Show Abstract | Download Original | Original Source | Check in Google Scholar | DOI: 10.30996/jitcs.133060

Abstract

Alzheimer’s disease is a progressive neurodegenerative disorder that leads to cognitive decline and requires early and accurate diagnosis to slow disease progression. Magnetic resonance imaging (MRI) is widely used to detect structural brain changes associated with Alzheimer’s disease; however, manual interpretation of MRI scans is time-consuming and subject to observer variability. Deep learning approaches have shown strong potential in automated MRI analysis, but their black-box nature limits clinical trust and interpretability. This study proposes a transfer learning–based deep learning framework for Alzheimer’s disease classification, complemented by explainable artificial intelligence (XAI) techniques to analyze model predictions.
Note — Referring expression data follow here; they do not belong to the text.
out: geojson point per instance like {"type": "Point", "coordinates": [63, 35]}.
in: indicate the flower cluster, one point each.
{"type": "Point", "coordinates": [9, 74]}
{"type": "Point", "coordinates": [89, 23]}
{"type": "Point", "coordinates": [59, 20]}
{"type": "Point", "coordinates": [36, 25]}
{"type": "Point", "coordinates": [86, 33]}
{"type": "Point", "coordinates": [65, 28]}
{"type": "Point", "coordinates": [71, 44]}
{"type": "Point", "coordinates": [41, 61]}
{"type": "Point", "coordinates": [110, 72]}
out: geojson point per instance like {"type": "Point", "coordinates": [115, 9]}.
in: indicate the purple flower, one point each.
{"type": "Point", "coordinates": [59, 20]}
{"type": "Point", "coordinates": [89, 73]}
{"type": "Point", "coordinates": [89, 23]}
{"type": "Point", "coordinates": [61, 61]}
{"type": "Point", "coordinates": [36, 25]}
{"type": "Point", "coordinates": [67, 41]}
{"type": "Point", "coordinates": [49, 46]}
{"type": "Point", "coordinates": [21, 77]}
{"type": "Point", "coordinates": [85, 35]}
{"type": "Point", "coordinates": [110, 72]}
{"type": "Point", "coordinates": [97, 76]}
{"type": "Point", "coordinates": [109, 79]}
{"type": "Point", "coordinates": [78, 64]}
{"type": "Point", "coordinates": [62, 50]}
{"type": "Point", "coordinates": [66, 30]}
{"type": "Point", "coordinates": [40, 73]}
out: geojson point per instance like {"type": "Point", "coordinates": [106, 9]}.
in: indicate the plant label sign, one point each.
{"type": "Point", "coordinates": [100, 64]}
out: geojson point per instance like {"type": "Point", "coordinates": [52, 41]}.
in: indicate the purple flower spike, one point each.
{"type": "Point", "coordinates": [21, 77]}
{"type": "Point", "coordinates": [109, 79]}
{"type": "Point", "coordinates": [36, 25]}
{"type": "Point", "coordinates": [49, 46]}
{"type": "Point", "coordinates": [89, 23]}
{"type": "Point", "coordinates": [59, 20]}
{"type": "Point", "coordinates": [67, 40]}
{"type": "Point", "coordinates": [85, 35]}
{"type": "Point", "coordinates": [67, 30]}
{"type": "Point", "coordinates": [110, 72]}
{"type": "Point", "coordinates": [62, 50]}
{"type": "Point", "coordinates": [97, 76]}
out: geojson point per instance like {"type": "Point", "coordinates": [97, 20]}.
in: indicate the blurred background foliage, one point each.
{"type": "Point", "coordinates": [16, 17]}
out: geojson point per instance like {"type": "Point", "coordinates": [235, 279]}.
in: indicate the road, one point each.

A pretrained VGG16 model is employed to classify MRI images into four cognitive impairment categories: no impairment, very mild impairment, mild impairment, and moderate impairment. To enhance transparency, Grad-CAM, Saliency Maps, and Guided Grad-CAM are applied to visualize brain regions that contribute most to model predictions. Experimental results demonstrate that the proposed approach achieves 95.41% accuracy, indicating that a well-balanced network architecture combined with integrated explainability techniques leads to effective, interpretable classification. The visual explanations highlight clinically meaningful brain regions that align with known Alzheimer’s disease–related structural changes. These findings suggest that combining deep transfer learning with explainable artificial intelligence can provide accurate and interpretable decision support for Alzheimer’s disease diagnosis. This study is limited by the use of a single publicly available dataset and two-dimensional MRI slices, which may affect generalizability across clinical environments.